Lionel Zinsou, créée le 21-01-2024

"En faisant l’éloge de ce livre, je vais transgresser une règle éthique, puisque ma fille Marie-Cécile Zinsou en est responsable. Il s’agit d’un livre d’art, d’un « beau livre », qui est une encyclopédie du pagne Wax, en coton tissé, très coloré, qui fait tout le paysage de l’Afrique de l’Ouest, et de plus en plus celui de l’Afrique Centrale. Mais on le trouve aussi dans les communautés afro-américaines des magasins chic de la 5ème avenue, car ce vêtement est devenu « trendy ». Cela dit quelque chose de très intéressant à propos de la mondialisation de l’économie. Ce pagne est devenu complètement africain, alors qu’il avait été conçu par les Néerlandais pour l’Indonésie. S’il est devenu si complètement africain, c’est parce qu’il existe un langage codé pour chaque motif, chaque couleur. Si vous mettez par exemple telle couleur avec tel motif, vous dites « je sors avec mon mari, mais je n’ignore pas qu’il sort avec d’autres ». C’est arrivé à des femmes de politiciens haut placés qui ignoraient ces significations … Le livre est superbe, mais on peut en trouver gratuitement le contenu sur internet sur le site de la fondation Zinsou."


Enver Hoxha : du totalitarisme en Albanie

Philippe Meyer, créée le 14-01-2024

"J’en profite pour signaler le livre de Bertrand Le Gendre, que je viens juste de recevoir et n’ai pas encore lu. Enver Hoxha était un dictateur extraordinairement pittoresque (sauf pour son peuple), qui a réussi à enfermer l’Albanie sur elle-même, après s’être fâché avec Staline, Mao, Tito, et à peu près tout le monde.
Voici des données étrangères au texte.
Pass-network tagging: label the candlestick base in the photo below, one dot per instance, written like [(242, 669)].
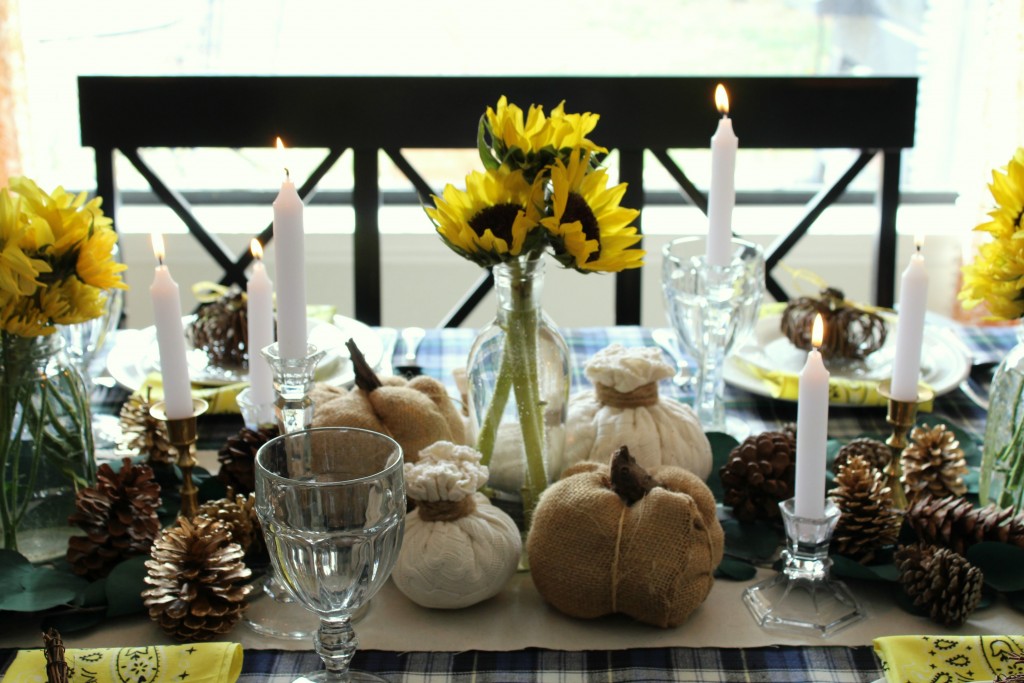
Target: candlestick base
[(901, 415), (803, 597), (181, 432), (254, 414)]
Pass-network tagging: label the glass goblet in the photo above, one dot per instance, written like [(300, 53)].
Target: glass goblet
[(712, 307), (332, 503)]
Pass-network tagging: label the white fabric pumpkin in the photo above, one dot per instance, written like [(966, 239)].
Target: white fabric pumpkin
[(662, 432), (461, 561)]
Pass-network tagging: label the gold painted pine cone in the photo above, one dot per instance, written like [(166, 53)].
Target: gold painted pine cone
[(868, 520), (940, 581), (198, 580)]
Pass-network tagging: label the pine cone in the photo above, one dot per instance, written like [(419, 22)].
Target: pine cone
[(221, 329), (119, 516), (197, 575), (239, 513), (237, 457), (873, 451), (954, 523), (941, 581), (759, 475), (933, 463), (144, 433), (868, 518)]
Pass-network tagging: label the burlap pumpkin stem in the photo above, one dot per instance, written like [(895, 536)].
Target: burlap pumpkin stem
[(119, 517), (143, 433), (868, 520), (238, 458), (759, 475), (953, 522), (198, 575), (933, 463), (941, 582), (221, 329), (873, 451), (851, 332)]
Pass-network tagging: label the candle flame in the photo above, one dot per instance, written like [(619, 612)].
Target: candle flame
[(158, 247), (818, 332), (722, 99)]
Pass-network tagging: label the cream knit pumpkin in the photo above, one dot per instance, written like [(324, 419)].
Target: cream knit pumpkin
[(458, 549), (625, 410)]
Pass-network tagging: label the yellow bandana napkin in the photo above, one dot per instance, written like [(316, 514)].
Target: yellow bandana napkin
[(200, 663), (927, 658)]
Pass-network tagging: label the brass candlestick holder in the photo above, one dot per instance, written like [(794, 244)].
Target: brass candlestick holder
[(182, 434), (901, 415)]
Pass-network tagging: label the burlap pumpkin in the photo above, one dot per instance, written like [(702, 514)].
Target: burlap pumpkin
[(458, 549), (625, 409), (415, 413), (592, 553)]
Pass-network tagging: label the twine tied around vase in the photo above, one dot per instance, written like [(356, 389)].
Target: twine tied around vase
[(643, 395), (445, 511)]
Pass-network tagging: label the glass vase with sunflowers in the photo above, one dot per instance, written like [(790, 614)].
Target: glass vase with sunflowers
[(542, 190), (995, 278), (56, 267)]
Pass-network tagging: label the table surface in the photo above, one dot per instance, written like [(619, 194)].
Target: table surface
[(516, 636)]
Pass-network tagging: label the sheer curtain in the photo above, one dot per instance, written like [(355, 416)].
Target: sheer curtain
[(11, 90)]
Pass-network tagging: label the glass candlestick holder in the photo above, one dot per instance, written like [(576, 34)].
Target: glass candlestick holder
[(803, 597), (275, 612), (900, 415), (181, 432)]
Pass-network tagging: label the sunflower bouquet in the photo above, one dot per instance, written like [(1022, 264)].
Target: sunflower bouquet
[(996, 279), (56, 266), (542, 190)]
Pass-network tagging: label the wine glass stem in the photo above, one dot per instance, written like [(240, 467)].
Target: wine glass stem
[(336, 643)]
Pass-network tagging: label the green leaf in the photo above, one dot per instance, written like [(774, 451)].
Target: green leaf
[(1000, 562), (849, 568), (756, 541), (721, 446), (125, 586), (735, 569)]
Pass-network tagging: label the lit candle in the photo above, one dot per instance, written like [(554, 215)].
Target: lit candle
[(812, 430), (260, 315), (170, 337), (910, 327), (722, 195), (291, 269)]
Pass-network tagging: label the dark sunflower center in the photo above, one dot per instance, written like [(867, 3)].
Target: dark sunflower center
[(578, 209), (498, 219)]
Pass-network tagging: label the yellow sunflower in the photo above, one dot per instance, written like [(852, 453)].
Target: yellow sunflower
[(996, 275), (493, 219), (590, 231)]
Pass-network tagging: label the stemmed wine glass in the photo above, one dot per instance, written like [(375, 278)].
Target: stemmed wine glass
[(712, 307), (332, 503)]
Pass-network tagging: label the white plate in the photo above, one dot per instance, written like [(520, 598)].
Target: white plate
[(135, 354), (943, 364)]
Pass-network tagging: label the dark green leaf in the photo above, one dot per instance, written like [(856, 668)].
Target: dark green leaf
[(735, 569), (1000, 562), (755, 541), (125, 586), (721, 446), (848, 568)]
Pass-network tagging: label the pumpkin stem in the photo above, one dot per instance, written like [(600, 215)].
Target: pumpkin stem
[(629, 479), (366, 379)]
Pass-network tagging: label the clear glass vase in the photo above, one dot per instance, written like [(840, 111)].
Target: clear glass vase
[(46, 451), (518, 375), (1003, 454)]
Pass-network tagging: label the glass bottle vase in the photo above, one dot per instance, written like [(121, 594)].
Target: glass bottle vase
[(46, 451), (519, 374), (1001, 478)]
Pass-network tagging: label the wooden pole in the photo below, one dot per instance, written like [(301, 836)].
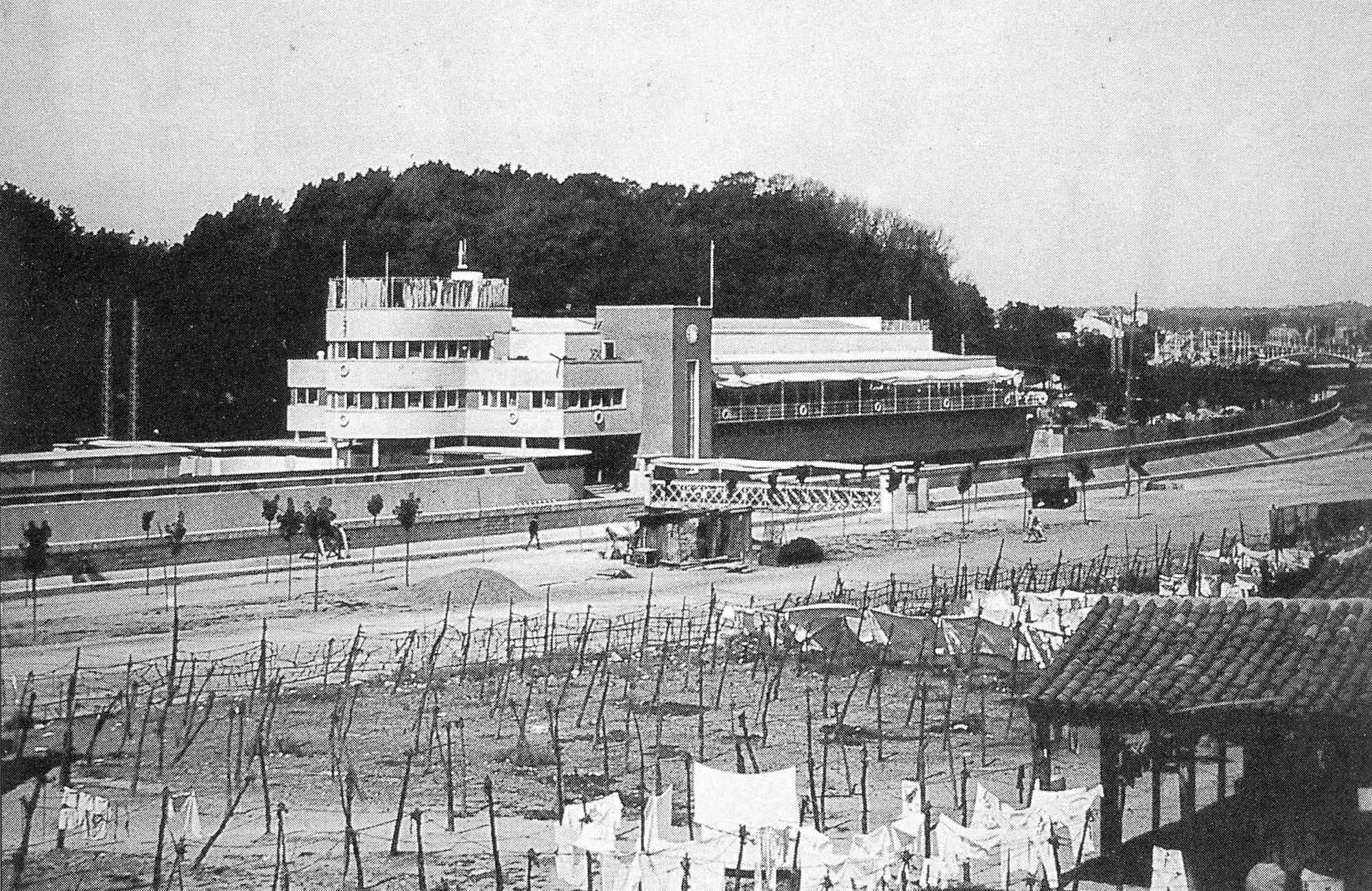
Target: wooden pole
[(865, 761), (163, 829), (418, 816), (400, 808), (496, 851), (448, 761)]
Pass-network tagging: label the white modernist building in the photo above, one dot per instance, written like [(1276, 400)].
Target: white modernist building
[(415, 366)]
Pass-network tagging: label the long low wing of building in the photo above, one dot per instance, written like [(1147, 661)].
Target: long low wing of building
[(416, 365)]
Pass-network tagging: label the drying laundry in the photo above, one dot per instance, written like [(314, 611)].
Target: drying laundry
[(1027, 846), (1315, 882), (569, 862), (728, 801), (69, 816), (599, 823), (872, 859), (661, 871), (1171, 871), (658, 819), (960, 845), (585, 827), (189, 808), (1069, 811), (912, 822), (986, 815), (98, 822)]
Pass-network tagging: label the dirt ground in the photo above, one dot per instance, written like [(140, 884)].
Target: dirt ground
[(222, 623)]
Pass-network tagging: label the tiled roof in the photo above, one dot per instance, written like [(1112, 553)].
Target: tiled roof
[(1141, 657)]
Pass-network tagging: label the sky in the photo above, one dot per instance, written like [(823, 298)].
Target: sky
[(1075, 154)]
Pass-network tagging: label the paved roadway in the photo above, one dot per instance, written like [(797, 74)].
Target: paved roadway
[(226, 613)]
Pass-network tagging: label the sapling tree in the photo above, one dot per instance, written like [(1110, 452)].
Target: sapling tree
[(374, 506), (270, 509), (894, 482), (1082, 469), (314, 532), (36, 562), (407, 513), (147, 538), (176, 542), (289, 525)]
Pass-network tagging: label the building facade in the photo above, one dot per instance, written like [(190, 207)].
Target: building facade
[(414, 365)]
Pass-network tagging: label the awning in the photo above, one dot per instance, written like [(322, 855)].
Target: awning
[(764, 468), (994, 375)]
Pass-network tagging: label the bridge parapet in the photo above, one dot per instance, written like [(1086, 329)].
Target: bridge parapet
[(809, 499)]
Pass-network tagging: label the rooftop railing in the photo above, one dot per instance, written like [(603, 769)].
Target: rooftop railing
[(404, 292), (872, 407)]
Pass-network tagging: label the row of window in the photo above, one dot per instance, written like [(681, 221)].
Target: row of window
[(410, 348), (470, 399)]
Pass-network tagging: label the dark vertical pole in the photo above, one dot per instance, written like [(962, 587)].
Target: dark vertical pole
[(865, 761), (1157, 783), (496, 851), (134, 369), (108, 372), (1187, 776), (400, 808), (691, 800), (1112, 816), (448, 733), (1042, 755), (418, 816), (462, 744)]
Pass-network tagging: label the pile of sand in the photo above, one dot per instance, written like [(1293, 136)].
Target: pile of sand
[(463, 584)]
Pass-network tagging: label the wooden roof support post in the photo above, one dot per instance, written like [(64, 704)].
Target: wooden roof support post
[(1187, 776), (1112, 800), (1042, 755)]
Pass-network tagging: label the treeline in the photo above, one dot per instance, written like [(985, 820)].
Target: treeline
[(226, 307)]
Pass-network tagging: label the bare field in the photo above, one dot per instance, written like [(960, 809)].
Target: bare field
[(510, 676)]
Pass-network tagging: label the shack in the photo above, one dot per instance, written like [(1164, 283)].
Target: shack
[(1262, 706), (681, 536)]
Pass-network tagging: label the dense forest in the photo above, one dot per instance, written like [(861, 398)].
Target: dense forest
[(223, 310)]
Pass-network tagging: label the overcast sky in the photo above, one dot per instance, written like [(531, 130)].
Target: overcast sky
[(1075, 152)]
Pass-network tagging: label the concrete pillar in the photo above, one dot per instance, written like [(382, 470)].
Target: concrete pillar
[(641, 480)]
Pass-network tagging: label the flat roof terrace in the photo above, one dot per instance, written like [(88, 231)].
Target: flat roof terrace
[(462, 291)]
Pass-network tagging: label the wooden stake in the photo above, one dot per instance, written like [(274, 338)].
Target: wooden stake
[(163, 830), (496, 851), (400, 808)]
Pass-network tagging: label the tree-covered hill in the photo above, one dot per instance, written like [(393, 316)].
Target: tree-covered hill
[(224, 309)]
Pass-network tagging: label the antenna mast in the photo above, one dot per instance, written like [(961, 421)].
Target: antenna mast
[(711, 274)]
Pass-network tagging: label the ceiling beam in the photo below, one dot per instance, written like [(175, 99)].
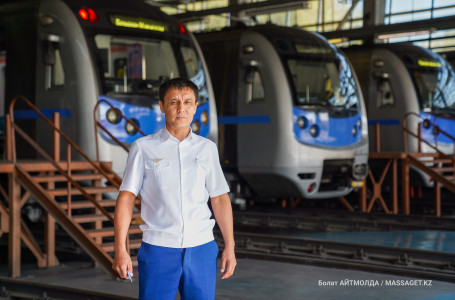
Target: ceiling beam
[(272, 4), (371, 31)]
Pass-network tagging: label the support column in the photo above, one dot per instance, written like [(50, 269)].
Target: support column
[(49, 226), (14, 251), (405, 187)]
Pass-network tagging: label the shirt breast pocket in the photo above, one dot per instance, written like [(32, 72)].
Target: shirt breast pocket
[(201, 168), (161, 171)]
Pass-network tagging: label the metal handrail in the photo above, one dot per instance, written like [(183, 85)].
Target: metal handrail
[(98, 124), (419, 138), (16, 128), (437, 130)]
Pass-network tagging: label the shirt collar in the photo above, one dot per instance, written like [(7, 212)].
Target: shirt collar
[(166, 135)]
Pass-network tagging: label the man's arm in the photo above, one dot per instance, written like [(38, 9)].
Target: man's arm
[(222, 209), (122, 219)]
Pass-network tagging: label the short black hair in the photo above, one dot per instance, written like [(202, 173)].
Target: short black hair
[(178, 83)]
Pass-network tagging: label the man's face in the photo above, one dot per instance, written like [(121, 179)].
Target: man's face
[(179, 108)]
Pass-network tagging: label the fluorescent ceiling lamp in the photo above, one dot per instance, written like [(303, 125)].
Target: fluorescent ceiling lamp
[(276, 8), (402, 34)]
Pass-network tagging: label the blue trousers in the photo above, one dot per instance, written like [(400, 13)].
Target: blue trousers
[(163, 270)]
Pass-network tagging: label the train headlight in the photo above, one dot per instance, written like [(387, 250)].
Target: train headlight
[(301, 122), (314, 131), (204, 117), (426, 124), (113, 116), (196, 127), (130, 129)]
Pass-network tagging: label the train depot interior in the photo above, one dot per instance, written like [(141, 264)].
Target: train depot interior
[(334, 122)]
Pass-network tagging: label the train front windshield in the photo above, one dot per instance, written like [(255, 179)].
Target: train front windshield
[(435, 84), (133, 65), (322, 79)]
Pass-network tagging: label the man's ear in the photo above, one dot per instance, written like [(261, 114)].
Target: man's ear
[(161, 106)]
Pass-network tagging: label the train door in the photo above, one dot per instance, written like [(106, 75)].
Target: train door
[(388, 98), (2, 96), (65, 75), (254, 103)]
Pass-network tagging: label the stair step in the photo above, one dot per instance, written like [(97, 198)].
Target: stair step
[(134, 244), (442, 161), (89, 204), (105, 232), (96, 217), (443, 169), (76, 177), (89, 190), (45, 166)]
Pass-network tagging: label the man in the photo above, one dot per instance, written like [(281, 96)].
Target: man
[(175, 171)]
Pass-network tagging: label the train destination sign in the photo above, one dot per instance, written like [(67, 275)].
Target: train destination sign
[(138, 23), (429, 63)]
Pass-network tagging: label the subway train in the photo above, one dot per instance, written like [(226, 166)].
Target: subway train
[(292, 123), (66, 55), (399, 79)]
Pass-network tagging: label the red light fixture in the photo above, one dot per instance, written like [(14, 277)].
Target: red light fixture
[(311, 187), (182, 29), (88, 14)]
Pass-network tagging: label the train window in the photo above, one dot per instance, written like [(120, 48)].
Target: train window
[(258, 87), (324, 82), (255, 88), (191, 61), (59, 76), (135, 65), (195, 72), (54, 74), (385, 95)]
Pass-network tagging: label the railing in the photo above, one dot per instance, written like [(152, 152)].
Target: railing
[(418, 136), (70, 144), (99, 125)]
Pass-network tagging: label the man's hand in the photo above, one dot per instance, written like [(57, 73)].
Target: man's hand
[(228, 263), (122, 263)]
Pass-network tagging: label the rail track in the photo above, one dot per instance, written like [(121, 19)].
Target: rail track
[(12, 289), (266, 238), (340, 221), (382, 259)]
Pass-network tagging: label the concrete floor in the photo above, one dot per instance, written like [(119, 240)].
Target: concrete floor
[(257, 279)]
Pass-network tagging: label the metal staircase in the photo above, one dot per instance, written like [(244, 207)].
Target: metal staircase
[(438, 165), (79, 195)]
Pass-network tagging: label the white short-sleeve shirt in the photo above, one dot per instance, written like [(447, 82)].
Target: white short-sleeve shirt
[(175, 179)]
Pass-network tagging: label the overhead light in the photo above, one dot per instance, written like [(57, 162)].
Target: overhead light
[(337, 40), (276, 8), (402, 34)]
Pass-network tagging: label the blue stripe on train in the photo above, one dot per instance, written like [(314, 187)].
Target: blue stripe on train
[(233, 120), (48, 112)]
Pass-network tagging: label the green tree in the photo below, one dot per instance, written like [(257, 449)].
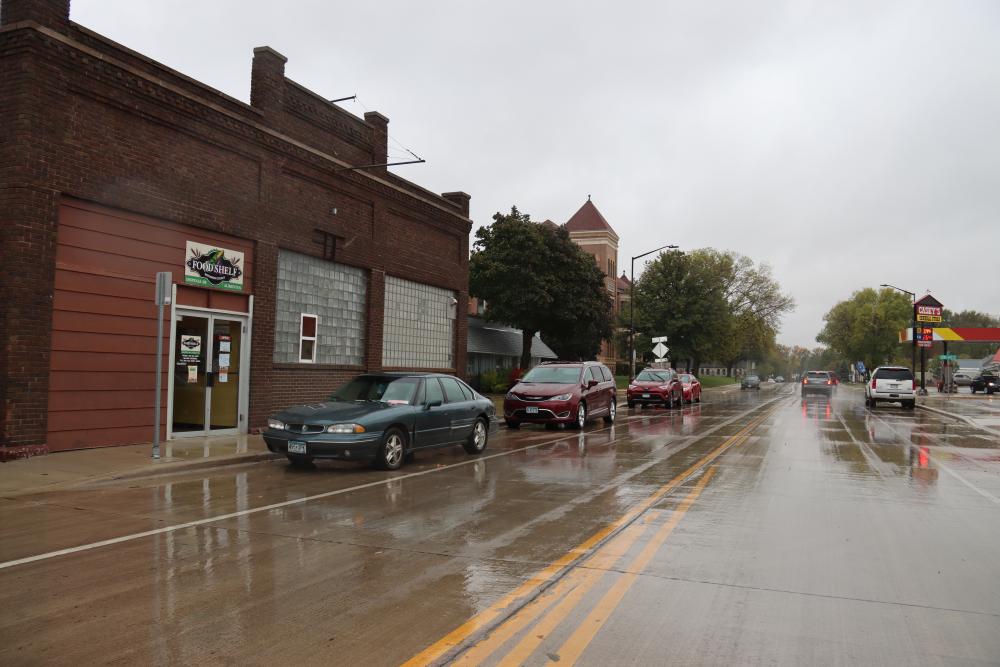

Il était cependant très francophile (et francophone), au point d’avoir inspiré une secte en France, tout sanguinaire qu’il était … "


Il y avait du poison dans l’air

Akram Belkaïd, créée le 14-01-2024

"Je vous recommande ce roman de Jabbour al Douaihy, traduit de l‘arabe par Stéphanie Dujols. L’auteur est était libanais, il est décédé il y a peu, il s’agit de son dernier livre. Le roman raconte la vie d’un homme, de la fin des années 1950 jusqu’à l’explosion du port de Beyrouth. C’est le portrait d’un dandy, cultivé, épris de littérature, et dont la vie est un amoncellment de désillusions. Tout cela est très bien raconté, et dresse en creux le portrait d’un pays. C’est un instantané de l’Histoire du Liban, un peu l’inverse de ce que font beaucoup de Libanais qui quittent leur pays pour vivre à l’étranger. Ici, il s’agit d’un exil intérieur."